Sunday, November 27, 2011

Day One-Hundred-Eighty-Four, Drowned Rats

It rained last night.  Cats.  Dogs.  Buckets.  Bathtubs.  Barrels.  But I didn't care.  I was too wiped out.  My tent does leak just a bit.  Especially when I leave my windows open.  I'd neglected to batten down.  I thought the fresh air might do me some good.  As it turned out it did not.

But it stopped at six-thirty or so, and stayed stopped until almost seven.  By which time I was back on the road to Bolinger, Alabama.  Three miles off.  No considerable distance.  Though it did seem further in the rain.  By the time I hit the first gas station I was soaked to the shorts.

My new shorts, my discount underpants.  I'm still making my mind up about them.  They don't preserve my modesty as well as I'd hoped, but they are, well, flattering.  I suppose you should lead with what assets you have.  I may just find a bride yet.

I settled into the gas station and had me some biscuits and grits.  It was my first food in a day or so.  It still was not very good.  But I choked it down and plugged in my computer and studied my map for three hours.

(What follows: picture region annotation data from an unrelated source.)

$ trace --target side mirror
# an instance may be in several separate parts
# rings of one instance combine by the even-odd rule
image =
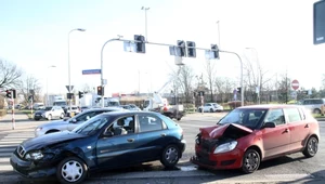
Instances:
[[[114,135],[114,133],[112,131],[105,131],[103,134],[103,136],[108,136],[108,137],[110,137],[113,135]]]
[[[275,128],[275,127],[276,127],[275,122],[265,122],[263,126],[263,129],[264,128]]]

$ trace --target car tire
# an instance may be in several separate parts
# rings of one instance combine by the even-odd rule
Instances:
[[[315,136],[311,136],[308,140],[302,154],[304,155],[304,157],[311,158],[316,155],[317,150],[318,150],[318,140]]]
[[[180,159],[181,152],[180,148],[177,145],[169,145],[167,146],[160,158],[160,162],[166,167],[166,168],[173,168]]]
[[[249,174],[259,169],[261,162],[260,154],[255,149],[247,149],[243,157],[242,170]]]
[[[77,184],[81,183],[88,174],[88,168],[80,158],[68,157],[57,165],[56,178],[60,183]]]
[[[52,115],[48,115],[48,118],[47,118],[49,121],[51,121],[52,119]]]

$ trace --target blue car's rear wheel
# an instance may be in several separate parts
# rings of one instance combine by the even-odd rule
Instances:
[[[56,178],[61,183],[81,183],[87,178],[87,166],[78,157],[68,157],[62,160],[56,169]]]
[[[177,145],[169,145],[164,149],[160,162],[166,168],[172,168],[179,162],[180,156],[180,148]]]

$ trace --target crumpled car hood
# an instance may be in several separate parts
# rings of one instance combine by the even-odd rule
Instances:
[[[50,133],[38,137],[32,137],[26,140],[22,143],[24,148],[28,152],[30,149],[39,149],[41,147],[46,147],[52,144],[57,144],[61,142],[68,142],[76,139],[86,137],[87,135],[73,133],[69,131],[66,132],[56,132]]]
[[[199,131],[202,133],[202,137],[219,139],[222,136],[234,140],[246,136],[252,132],[252,130],[235,123],[200,128]]]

I'm in a mess.  It is going to get cold.  Damn cold, maybe twenty-five degrees.  For three, maybe four days in a row.  And tomorrow it is supposed to snow.  It looks like I'm headed to Mobile again.  I wish to golly I had known.  I've come miles out of my way.  And once there I may or may not have the bridge I need to cross the bay.  If not, I double back 150 miles.

My little computer's still pissing me off.  In Mobile they might fix it.  But I doubt it, the dipshits.  It's not why I'm headed there.  I'm trying to stay near towns.  So if I indeed freeze myself solid I'll have somewhere indoors to thaw.  And drink cocoa with marshmallows and cuddle up in front of a fire.  With someone who loves me, if only for a while.  I'll leave her one of my toes.

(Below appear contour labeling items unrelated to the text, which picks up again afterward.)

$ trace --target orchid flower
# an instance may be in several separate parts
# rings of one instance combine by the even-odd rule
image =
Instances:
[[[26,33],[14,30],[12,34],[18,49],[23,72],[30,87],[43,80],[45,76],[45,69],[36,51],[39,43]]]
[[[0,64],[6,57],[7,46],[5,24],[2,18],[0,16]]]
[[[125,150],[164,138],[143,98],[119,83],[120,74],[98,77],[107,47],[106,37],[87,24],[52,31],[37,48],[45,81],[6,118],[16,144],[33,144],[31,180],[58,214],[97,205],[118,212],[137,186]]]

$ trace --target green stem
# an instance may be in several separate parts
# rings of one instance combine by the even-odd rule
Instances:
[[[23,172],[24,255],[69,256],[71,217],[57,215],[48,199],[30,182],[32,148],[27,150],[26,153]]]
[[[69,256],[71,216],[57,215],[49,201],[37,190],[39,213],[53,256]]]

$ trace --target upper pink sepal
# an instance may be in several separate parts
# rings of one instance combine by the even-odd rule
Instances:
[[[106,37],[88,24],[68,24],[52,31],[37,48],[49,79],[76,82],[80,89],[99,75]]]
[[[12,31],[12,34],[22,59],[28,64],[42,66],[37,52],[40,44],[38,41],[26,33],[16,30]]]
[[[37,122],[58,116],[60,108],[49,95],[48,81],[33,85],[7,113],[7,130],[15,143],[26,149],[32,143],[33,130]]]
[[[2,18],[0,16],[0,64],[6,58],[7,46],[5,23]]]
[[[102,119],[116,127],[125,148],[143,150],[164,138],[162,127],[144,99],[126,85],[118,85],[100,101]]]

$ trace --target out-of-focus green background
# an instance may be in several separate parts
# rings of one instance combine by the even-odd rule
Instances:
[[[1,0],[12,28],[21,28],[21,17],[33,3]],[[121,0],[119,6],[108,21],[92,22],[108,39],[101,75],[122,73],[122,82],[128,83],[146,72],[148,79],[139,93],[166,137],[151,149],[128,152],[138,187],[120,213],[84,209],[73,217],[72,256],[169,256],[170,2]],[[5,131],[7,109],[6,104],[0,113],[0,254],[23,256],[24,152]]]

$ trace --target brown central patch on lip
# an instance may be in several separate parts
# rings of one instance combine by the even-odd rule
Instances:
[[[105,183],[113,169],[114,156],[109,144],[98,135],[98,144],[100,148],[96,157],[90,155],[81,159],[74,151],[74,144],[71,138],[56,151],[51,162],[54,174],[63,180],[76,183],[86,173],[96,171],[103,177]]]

I made it a mile from the gas station, a third of a mile perhaps.  I figured I really ought to have lunch.  Breakfast had failed to satisfy.  So I had some catfish, which I don't much like.  It is better with cocktail sauce.  I know it's a beloved local fish but it tastes like an old canvas tent.

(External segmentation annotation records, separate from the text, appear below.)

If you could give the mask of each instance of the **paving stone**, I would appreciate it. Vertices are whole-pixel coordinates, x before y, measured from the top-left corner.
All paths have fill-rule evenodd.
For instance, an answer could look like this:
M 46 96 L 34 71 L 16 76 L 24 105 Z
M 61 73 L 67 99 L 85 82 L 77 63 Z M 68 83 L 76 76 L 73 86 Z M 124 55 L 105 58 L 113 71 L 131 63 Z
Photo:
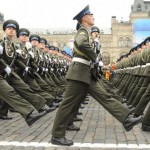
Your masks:
M 73 140 L 74 143 L 81 143 L 81 147 L 53 145 L 46 147 L 51 140 L 51 130 L 57 112 L 55 110 L 31 127 L 27 126 L 18 113 L 11 113 L 10 115 L 13 117 L 11 121 L 0 121 L 0 143 L 20 142 L 20 146 L 0 145 L 0 150 L 126 150 L 125 147 L 109 148 L 107 144 L 150 144 L 150 134 L 141 130 L 141 124 L 135 126 L 130 132 L 126 132 L 122 124 L 92 98 L 88 105 L 85 105 L 85 108 L 80 111 L 83 112 L 81 116 L 83 121 L 75 122 L 75 125 L 79 126 L 81 130 L 78 132 L 67 131 L 66 137 Z M 21 146 L 23 142 L 27 142 L 29 145 L 27 147 Z M 35 147 L 36 142 L 39 147 Z M 31 143 L 33 145 L 30 145 Z M 92 147 L 87 147 L 86 143 L 92 144 Z M 105 144 L 106 148 L 94 146 L 96 144 Z

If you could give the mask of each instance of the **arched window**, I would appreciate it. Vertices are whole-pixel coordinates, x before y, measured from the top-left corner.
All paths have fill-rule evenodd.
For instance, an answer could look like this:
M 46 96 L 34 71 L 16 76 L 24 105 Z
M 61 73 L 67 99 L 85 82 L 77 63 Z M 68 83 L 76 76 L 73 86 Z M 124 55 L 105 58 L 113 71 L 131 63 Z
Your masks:
M 130 46 L 131 46 L 131 40 L 130 40 L 129 37 L 126 38 L 125 46 L 126 46 L 126 47 L 130 47 Z
M 141 11 L 141 4 L 138 4 L 137 11 Z
M 102 53 L 102 62 L 104 63 L 104 65 L 110 64 L 110 54 L 108 52 Z
M 118 40 L 118 47 L 124 47 L 123 37 L 120 37 Z

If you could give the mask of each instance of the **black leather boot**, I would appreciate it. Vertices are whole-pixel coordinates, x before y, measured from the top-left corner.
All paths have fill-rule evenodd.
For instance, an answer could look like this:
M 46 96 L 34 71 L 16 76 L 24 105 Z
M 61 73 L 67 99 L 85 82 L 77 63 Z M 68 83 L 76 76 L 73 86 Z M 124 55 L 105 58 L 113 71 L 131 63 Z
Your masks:
M 41 113 L 30 113 L 27 117 L 26 117 L 26 123 L 28 124 L 28 126 L 31 126 L 33 123 L 35 123 L 37 120 L 39 120 L 41 117 L 43 117 L 47 112 L 43 111 Z
M 0 119 L 2 119 L 2 120 L 11 120 L 12 117 L 9 117 L 8 115 L 0 115 Z
M 71 124 L 71 125 L 67 126 L 67 130 L 69 130 L 69 131 L 79 131 L 80 128 L 75 126 L 74 124 Z
M 133 128 L 133 126 L 141 122 L 141 119 L 142 119 L 141 116 L 134 118 L 133 114 L 129 115 L 123 122 L 125 130 L 127 132 L 130 131 Z
M 65 137 L 52 137 L 51 143 L 55 145 L 62 145 L 62 146 L 71 146 L 73 145 L 72 140 L 68 140 Z
M 146 125 L 146 124 L 142 124 L 142 130 L 143 131 L 149 131 L 150 132 L 150 126 Z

My day without food did not do me good.  It's left a void in me.  It's as if there's a gear with missing teeth in the machine that is my digestion.  It's affecting me emotionally.  My innards have turned against me.

The catfish did very little help.  I searched for something more benign.  But when in Rome you eat lasagne.  In Alabama everything's fried.

I was hoping it would stop raining.  It didn't.  It wasn't too cold.  But I was still in awful shape when I got to Millry, Alabama.  I resigned myself to a low-mileage day.  I stopped in a laundromat.  It was supposed to be in the forties tomorrow and I had nothing dry to wear.

They've revised the forecast.  Now they say the fifties.  And they're no longer predicting snow.  Which is good of them.  I was concerned.  It may not even rain.  Breakfast is thirteen miles away.  That's a pretty good jog.  Almost as far as I walked today, in the rain, every step.


I DON'T dislike grits.  Even pasty gas station grits.  They helped me choke those biscuits down.  In the future when I'm really rich, I'll have grits once in a while.

IT IS MEANT to be thirty-seven tonight.  That's up from twenty-eight.  I like this trend.  The cold seems to bother the locals more than it does me, and it bothers me a lot.